Diesmal sah ich auch das erste Mal Coffeeshops. Schwer vorstellbar, dass es in Deutschland möglich wäre, ganz legal einfach so ein paar Gramm Haschisch abwiegen zu lassen, als würde es sich um Gewürze oder Tee handeln. Es macht auch niemand den Eindruck, vollgedröhnt zu sein, sondern diejenigen, die an den Tischen sitzen unterhalten sich meist angeregt.

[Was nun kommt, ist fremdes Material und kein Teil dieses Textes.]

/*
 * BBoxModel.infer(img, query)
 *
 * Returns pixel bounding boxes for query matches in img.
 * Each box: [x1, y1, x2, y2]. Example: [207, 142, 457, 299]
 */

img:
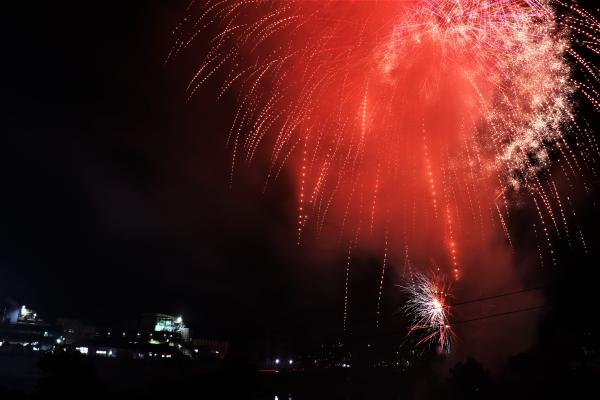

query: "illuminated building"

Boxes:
[140, 313, 190, 341]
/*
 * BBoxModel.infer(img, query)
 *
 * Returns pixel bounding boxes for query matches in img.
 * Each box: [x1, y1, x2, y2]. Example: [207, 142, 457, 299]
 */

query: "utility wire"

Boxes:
[450, 304, 549, 325]
[450, 286, 548, 307]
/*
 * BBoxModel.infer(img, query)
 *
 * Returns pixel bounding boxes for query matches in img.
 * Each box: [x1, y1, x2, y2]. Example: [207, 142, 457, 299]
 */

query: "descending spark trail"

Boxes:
[402, 273, 453, 353]
[169, 0, 600, 344]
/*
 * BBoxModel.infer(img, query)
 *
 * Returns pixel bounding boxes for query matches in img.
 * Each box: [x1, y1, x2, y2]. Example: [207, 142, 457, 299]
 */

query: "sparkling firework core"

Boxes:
[170, 0, 600, 346]
[402, 273, 453, 353]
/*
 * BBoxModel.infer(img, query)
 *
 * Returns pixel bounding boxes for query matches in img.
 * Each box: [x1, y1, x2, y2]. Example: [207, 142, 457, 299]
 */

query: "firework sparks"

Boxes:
[402, 274, 453, 353]
[169, 0, 600, 334]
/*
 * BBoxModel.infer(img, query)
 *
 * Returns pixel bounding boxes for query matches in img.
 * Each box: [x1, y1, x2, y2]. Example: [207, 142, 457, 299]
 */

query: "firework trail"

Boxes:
[401, 273, 454, 353]
[169, 0, 600, 338]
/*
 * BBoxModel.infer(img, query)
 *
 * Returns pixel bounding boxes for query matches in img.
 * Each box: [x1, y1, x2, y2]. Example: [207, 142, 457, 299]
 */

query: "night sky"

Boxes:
[0, 0, 599, 362]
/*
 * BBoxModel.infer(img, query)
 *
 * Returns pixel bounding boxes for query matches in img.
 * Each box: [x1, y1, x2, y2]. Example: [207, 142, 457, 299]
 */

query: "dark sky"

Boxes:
[0, 0, 340, 346]
[0, 0, 599, 360]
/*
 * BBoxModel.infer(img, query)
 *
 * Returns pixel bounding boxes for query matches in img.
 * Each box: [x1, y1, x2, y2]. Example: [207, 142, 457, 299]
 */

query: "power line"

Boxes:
[450, 304, 549, 325]
[450, 286, 548, 307]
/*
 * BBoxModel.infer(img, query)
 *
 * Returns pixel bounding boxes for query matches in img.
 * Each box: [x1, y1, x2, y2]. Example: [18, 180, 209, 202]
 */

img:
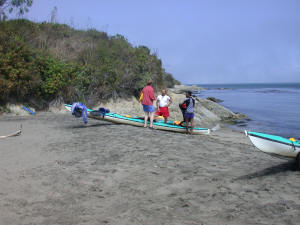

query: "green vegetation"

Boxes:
[0, 0, 33, 21]
[0, 20, 179, 109]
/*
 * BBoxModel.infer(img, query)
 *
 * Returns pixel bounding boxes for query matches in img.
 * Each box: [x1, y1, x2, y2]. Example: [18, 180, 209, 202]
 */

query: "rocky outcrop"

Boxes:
[170, 85, 207, 94]
[206, 97, 223, 103]
[3, 85, 245, 126]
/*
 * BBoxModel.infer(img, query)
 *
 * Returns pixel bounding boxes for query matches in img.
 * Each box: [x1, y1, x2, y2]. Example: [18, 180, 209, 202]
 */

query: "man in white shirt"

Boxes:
[156, 90, 172, 123]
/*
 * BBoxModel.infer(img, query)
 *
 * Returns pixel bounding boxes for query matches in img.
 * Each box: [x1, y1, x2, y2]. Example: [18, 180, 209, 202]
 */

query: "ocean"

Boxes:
[195, 83, 300, 138]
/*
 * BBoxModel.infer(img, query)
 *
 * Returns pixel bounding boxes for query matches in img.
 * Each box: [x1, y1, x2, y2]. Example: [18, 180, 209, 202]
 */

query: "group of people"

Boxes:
[140, 80, 195, 134]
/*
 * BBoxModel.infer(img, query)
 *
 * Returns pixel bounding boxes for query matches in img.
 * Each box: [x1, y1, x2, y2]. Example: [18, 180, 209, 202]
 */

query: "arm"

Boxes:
[168, 97, 173, 107]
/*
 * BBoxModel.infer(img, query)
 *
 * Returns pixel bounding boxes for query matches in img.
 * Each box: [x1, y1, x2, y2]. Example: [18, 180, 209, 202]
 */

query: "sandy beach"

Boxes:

Was besonders beeindruckend ist, sind die Unmengen von Fahrrädern, die nicht nur mitsamt ihren Fahrern präsent sind, sondern auch durch die riesigen Fahrradparkplätze.
Man kann sich überhaupt nicht vorstellen, dass jemand in der Lage ist, unter den tausenden von Fahrrädern, die sich auf einem einzigen Parkplatz befinden, sein eigenes Rad wieder zu finden.
Alles in allem ist Amsterdam doch etwas hektisch und so freue ich mich, dass es morgen weiter Richtung Frankreich geht.